Art. 68. Fazer ou promover publicidade que sabe ou deveria saber ser capaz de induzir o consumidor a se comportar de forma prejudicial ou perigosa a sua saúde ou segurança.

Art. 71. Utilizar, na cobrança de dívidas, de ameaça, coação, constrangimento físico ou moral, afirmações falsas incorretas ou enganosas ou de qualquer outro procedimento que exponha o consumidor, injustificadamente, a ridículo ou interfira com seu trabalho, descanso ou lazer.

De olho nessas práticas enganosas e lesivas, o MP de Juara não tem medido esforços para fiscalizar e combater qualquer ação que traga prejuízos a sociedade e instaurou inquéritos investigatórios contra várias empresas, que divulguem esse tipo de evento em Juara, com o objetivo de realizar “pesquisas” e que não estejam em conformidade com a lei.

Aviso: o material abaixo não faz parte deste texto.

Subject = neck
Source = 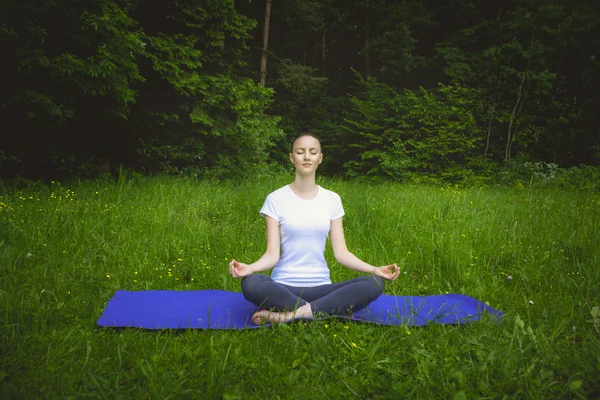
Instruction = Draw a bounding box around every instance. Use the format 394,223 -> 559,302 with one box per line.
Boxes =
290,174 -> 317,193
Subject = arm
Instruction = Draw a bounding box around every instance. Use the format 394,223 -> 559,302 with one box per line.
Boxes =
329,218 -> 400,280
229,216 -> 281,278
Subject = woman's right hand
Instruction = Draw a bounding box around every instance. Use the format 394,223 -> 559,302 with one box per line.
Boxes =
229,260 -> 254,278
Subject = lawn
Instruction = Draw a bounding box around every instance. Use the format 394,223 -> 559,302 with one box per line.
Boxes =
0,174 -> 600,399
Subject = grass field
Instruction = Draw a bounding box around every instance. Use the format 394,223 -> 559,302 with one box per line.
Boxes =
0,175 -> 600,399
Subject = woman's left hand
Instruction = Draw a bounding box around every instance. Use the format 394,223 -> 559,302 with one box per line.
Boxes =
373,264 -> 400,281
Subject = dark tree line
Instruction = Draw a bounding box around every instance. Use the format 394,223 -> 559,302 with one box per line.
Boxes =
0,0 -> 600,180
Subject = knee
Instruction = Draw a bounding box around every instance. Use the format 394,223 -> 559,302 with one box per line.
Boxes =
373,276 -> 385,296
242,274 -> 263,301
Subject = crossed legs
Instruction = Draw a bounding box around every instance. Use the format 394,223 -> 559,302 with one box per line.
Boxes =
242,274 -> 385,324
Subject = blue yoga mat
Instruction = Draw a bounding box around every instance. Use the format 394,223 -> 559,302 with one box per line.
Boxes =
98,290 -> 502,329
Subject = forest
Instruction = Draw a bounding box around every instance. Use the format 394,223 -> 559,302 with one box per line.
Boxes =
0,0 -> 600,182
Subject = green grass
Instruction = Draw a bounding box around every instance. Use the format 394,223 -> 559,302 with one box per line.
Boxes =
0,176 -> 600,399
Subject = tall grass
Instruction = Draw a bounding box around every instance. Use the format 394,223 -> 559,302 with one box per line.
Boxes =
0,175 -> 600,399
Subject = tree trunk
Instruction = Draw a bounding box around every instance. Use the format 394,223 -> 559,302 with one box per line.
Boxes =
321,28 -> 327,76
260,0 -> 272,87
483,99 -> 496,160
504,68 -> 528,161
365,0 -> 371,77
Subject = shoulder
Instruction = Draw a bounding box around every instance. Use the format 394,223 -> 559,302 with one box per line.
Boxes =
267,185 -> 290,200
319,186 -> 342,203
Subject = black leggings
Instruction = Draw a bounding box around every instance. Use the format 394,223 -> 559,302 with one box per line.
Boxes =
242,274 -> 385,315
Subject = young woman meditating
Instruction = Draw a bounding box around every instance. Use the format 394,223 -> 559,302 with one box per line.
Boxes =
229,133 -> 400,325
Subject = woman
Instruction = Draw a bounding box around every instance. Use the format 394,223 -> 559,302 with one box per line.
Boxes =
229,133 -> 399,325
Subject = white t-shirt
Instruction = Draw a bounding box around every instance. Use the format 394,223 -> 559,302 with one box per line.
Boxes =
260,185 -> 344,287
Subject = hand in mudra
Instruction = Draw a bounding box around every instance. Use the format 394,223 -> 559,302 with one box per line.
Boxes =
373,264 -> 400,281
229,260 -> 254,278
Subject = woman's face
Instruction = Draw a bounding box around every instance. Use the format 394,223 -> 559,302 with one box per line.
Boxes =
290,136 -> 323,173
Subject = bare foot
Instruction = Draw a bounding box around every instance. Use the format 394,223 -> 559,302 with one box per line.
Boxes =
252,303 -> 312,325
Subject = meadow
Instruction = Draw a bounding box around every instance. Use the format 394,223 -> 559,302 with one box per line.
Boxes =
0,174 -> 600,399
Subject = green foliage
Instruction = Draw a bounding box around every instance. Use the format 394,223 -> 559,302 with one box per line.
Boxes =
140,75 -> 282,176
0,177 -> 600,399
436,0 -> 600,162
498,160 -> 600,192
344,74 -> 480,181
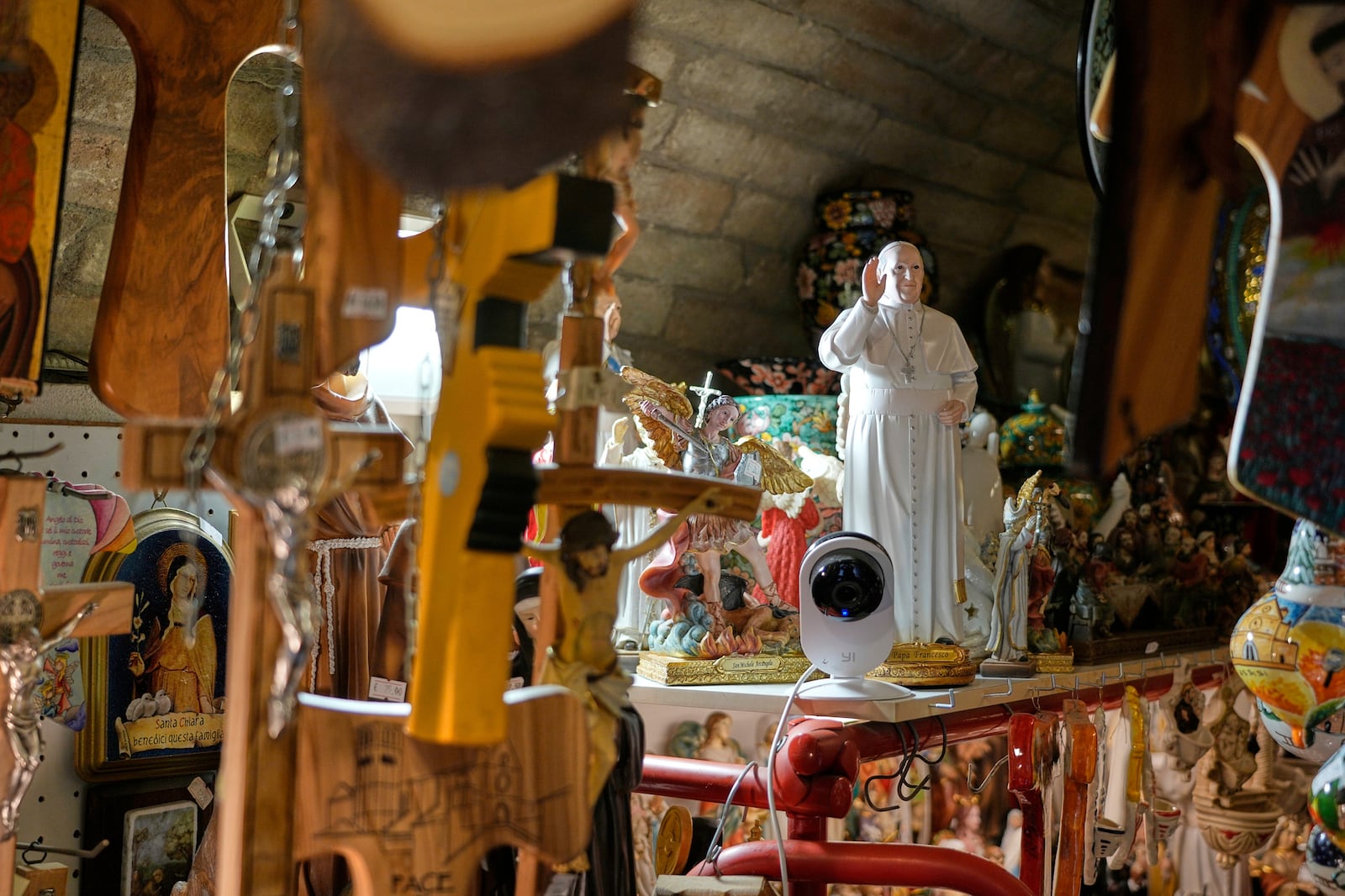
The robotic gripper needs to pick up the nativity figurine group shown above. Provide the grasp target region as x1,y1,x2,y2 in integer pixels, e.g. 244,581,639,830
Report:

O MP tem convocado testemunhas, que conhecem essa prática ou que tenham sido vítimas de empresas de pesquisa fora da lei.

Em Ação Civil Pública, para proteção do direito do consumidor com pedido de antecipação dos efeitos da tutela e responsabilização por danos morais coletivos proposto pelo Ministério Público a empresa  pesquisas recebeu decisão judicial, tendo a suspensão de suas atividades econômicas e a realização de novos eventos, até seja ela devidamente regulamentada, mediante contratação de profissional estatístico e registro no conselho de classe “DETERMINO, ainda, a SUSPENSÃO IMEDIATA de toda e qualquer veiculação de novas propagandas/postagens em seus perfis nas redes sociais [Facebook e Instagram, e outras porventura existentes]; a SUSPENSÃO IMEDIATA dos eventos de premiações baseadas nas pesquisas sem critérios técnicos, inclusive o previsto para o dia 27.5.2023; DETERMINO, ainda, que EXCLUA/OCULTE todas as publicações anteriores relacionadas a empresas/profissionais/pessoas públicas da cidade de Juara que foram contempladas com o prêmio de “Melhores do Ano”, “Top Qualidade Vale do Arinos de 2020” e outros que eventualmente existam, no prazo improrrogável de 48 horas, sob pena de aplicação de multa diária de R$ 5.000,00 [cinco mil reais], e multa por ato atentatório à dignidade da jurisdição, sem prejuízo das demais sanções cabíveis” diz trecho da sentença.

Quando essa empresa estiver regularizada, cumprido as determinações legais, as pesquisas futuras, que de fato estejam em conformidade a lei, poderão ser divulgadas, porque todas até aqui, estão sem a devida comprovação legal, assim decidiu a justiça.

Não é de hoje que o jornalismo da Rádio Tucunaré, que também é vítima desse tipo de fraude, vem alertando pessoas e comerciantes sobre os riscos desse tipo de evento realizado por empresa em desacordo com a lei. Nem todos comerciantes aceitam participar, há os que participam sabendo como tudo funciona, mas ficam refém e com medo de terem seus comércios preteridos acabam pagando, pois sabem que se não concordarem, seu concorrente vai pagar, mas por outro lado, alguns que participam, sequer sabem que estão sendo enganados.

Como se diz na conversa popular: O golpe tai.